BTW, in this report, MADV_WILLNEED is used by java library[1], and I
guess it could be difficult to update to MADV_POPULATE_READ.

[1] https://docs.oracle.com/javase/8/docs/api/java/nio/MappedByteBuffer.html



Thanks,
Ming
Dave Chinner Jan. 30, 2024, 5:29 a.m. UTC | #19
On Tue, Jan 30, 2024 at 11:13:50AM +0800, Ming Lei wrote:
> On Tue, Jan 30, 2024 at 09:07:24AM +1100, Dave Chinner wrote:
> > On Mon, Jan 29, 2024 at 04:25:41PM +0800, Ming Lei wrote:
> > > On Mon, Jan 29, 2024 at 04:15:16PM +1100, Dave Chinner wrote:
> > > > On Mon, Jan 29, 2024 at 11:57:45AM +0800, Ming Lei wrote:
> > > > > On Mon, Jan 29, 2024 at 12:47:41PM +1100, Dave Chinner wrote:
> > > > > > On Sun, Jan 28, 2024 at 07:39:49PM -0500, Mike Snitzer wrote:
> > > > > Follows the current report:
> > > > > 
> > > > > 1) usersapce call madvise(willneed, 1G)
> > > > > 
> > > > > 2) only the 1st part(size is from bdi->io_pages, suppose it is 2MB) is
> > > > > readahead in madvise(willneed, 1G) since commit 6d2be915e589
> > > > > 
> > > > > 3) the other parts(2M ~ 1G) is readahead by unit of bdi->ra_pages which is
> > > > > set as 64KB by userspace when userspace reads the mmaped buffer, then
> > > > > the whole application becomes slower.
> > > > 
> > > > It gets limited by file->f_ra->ra_pages being initialised to
> > > > bdi->ra_pages and then never changed as the advice for access
> > > > methods to the file are changed.
> > > > 
> > > > But the problem here is *not the readahead code*. The problem is
> > > > that the user has configured the device readahead window to be far
> > > > smaller than is optimal for the storage.
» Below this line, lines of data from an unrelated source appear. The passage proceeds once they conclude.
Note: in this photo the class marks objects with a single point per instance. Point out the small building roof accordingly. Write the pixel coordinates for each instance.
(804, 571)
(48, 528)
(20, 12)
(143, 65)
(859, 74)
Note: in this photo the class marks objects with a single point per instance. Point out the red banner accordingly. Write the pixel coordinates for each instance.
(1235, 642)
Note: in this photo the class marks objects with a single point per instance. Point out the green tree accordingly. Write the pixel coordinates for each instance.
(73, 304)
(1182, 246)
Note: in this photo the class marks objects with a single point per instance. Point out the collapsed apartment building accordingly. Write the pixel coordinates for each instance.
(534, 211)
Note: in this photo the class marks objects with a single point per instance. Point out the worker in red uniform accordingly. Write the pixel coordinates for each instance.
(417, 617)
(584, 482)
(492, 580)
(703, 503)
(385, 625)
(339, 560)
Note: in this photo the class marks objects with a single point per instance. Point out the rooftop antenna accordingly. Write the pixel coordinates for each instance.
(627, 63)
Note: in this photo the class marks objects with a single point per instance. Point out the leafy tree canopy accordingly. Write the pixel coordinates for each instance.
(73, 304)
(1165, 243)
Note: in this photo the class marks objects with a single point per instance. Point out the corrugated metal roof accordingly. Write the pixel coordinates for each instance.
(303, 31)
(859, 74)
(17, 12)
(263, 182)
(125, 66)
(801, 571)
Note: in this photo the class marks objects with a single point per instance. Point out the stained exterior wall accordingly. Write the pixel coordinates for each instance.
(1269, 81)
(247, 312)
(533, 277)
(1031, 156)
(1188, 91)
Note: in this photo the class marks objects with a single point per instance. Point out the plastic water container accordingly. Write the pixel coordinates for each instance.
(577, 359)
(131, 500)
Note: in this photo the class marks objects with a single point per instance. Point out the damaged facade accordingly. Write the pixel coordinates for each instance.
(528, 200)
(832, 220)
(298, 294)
Hence readahead is slow.
> > > > The fix for that is to either increase the device readahead windows,
> > > > or to change the specific readahead window for the file that has
> > > > sequential access patterns.
> > > > 
> > > > Indeed, we already have that - FADV_SEQUENTIAL will set
> > > > file->f_ra.ra_pages to 2 * bdi->ra_pages so that readahead uses
> > > > larger IOs for that access.
> > > > 
> > > > That's what should happen here - MADV_WILLNEED does not imply a
> > > > specific access pattern so the application should be running
> > > > MADV_SEQUENTIAL (triggers aggressive readahead) then MADV_WILLNEED
> > > > to start the readahead, and then the rest of the on-demand readahead
> > > > will get the higher readahead limits.
> > > > 
> > > > > This patch changes 3) to use bdi->io_pages as readahead unit.
> > > > 
> > > > I think it really should be changing MADV/FADV_SEQUENTIAL to set
> > > > file->f_ra.ra_pages to bdi->io_pages, not bdi->ra_pages * 2, and the
> > > > mem.load() implementation in the application converted to use
> > > > MADV_SEQUENTIAL to properly indicate it's access pattern to the
> > > > readahead algorithm.
> > > 
> > > Here the single .ra_pages may not work, that is why this patch stores
> > > the willneed range in maple tree, please see the following words from
> > > the original RH report:
> > 
> > > "
> > > Increasing read ahead is not an option as it has a mixed I/O workload of
> > > random I/O and sequential I/O, so that a large read ahead is very counterproductive
> > > to the random I/O and is unacceptable.
> > > "
> > 
> > Yes, I've read the bug. There's no triage that tells us what the
> > root cause of the application perofrmance issue might be. Just an
> > assertion that "this is how we did it 10 years ago, it's been
> > unchanged for all this time, the new kernel we are upgrading
> > to needs to behave exactly like pre-3.10 era kernels did.
> > 
> > And to be totally honest, my instincts tell me this is more likely a
> > problem with a root cause in poor IO scheduling decisions than be a
> > problem with the page cache readahead implementation. Readahead has
> > been turned down to stop the bandwidth it uses via background async
> > read IO from starving latency dependent foreground random IO
> > operation, and then we're being asked to turn readahead back up
> > in specific situations because it's actually needed for performance
> > in certain access patterns. This is the sort of thing bfq is
> > intended to solve.
> 
> Reading mmaped buffer in userspace is sync IO, and page fault just
> readahead 64KB. I don't understand how block IO scheduler makes a
> difference in this single 64KB readahead in case of cache miss.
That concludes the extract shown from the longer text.